Why you need to be political (even if you don’t think politics have any effect on you):

“I get my hair done every 7-10 days and at my hairstylist’s they are not always talking about politics, but they are talking about anything else: Solanges new album, pop culture. What concerns me is that people dont always connect why we need to be political to having a better life. I know a lot of people who are really disconnected from this election and Im like, Well, you care about your kids school, right? You care about these potholes? You care about the fact that we have a CVS in our community, but we dont have a grocery store? If you care about those things, then you have to care about politics. What President Obama was able to galvanize was people that didnt necessarily care about politics were all in. They might not even understand the three branches of government, but they knew that they were voting for Barack Obama. They knew that Michelle Obama wore a Versace dress. My fear is people are not into politics and we need them to be! Policy cannot just be created by Harvard graduates; its got to be created by real people that live real lives in real cities.”
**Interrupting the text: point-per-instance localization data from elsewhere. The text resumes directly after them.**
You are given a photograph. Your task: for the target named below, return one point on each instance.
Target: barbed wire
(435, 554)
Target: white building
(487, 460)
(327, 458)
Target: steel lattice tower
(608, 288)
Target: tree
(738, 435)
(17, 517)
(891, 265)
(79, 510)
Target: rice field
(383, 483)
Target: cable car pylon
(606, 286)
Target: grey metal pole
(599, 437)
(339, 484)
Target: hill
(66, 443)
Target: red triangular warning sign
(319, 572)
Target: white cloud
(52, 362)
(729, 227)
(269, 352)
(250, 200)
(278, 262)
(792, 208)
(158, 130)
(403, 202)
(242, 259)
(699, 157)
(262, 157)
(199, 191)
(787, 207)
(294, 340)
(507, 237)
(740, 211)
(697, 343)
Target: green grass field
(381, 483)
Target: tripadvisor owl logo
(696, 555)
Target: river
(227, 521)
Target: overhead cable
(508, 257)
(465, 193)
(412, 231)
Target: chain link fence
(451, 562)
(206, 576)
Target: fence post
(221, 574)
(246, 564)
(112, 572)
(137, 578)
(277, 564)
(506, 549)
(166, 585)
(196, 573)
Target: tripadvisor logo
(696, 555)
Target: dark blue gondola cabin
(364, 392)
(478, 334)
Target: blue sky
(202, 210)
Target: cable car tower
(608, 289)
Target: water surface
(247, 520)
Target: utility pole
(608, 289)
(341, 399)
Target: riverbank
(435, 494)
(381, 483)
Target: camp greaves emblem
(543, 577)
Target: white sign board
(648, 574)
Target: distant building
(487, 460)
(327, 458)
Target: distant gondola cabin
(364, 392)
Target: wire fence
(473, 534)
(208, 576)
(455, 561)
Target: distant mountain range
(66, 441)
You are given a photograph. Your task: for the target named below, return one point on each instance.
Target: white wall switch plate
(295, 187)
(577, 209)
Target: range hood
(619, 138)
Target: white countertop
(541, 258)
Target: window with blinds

Why women need to take risks:

“Take risks. My whole career has been a risk. This was not my dream. Its become my dream because I get to travel around the world advocating and organizing around issues that I care about. So many people have told me, You are too loud, you talk too much, dont say that, dont wear that, why do you have a slit in your hair? I dont care. I feel that the universe put me on this earth to be my unique self, and all of the women that I look up to operate like that. Theyre risky. I want women to take risks because men take huge risks! They take risks with our money on Wall Street; they take risks by investing our pensions. We should be able to take risks at work too. Sometimes it gets me in trouble, but 90 percent of the time the risk of just being myself has been worthwhile.”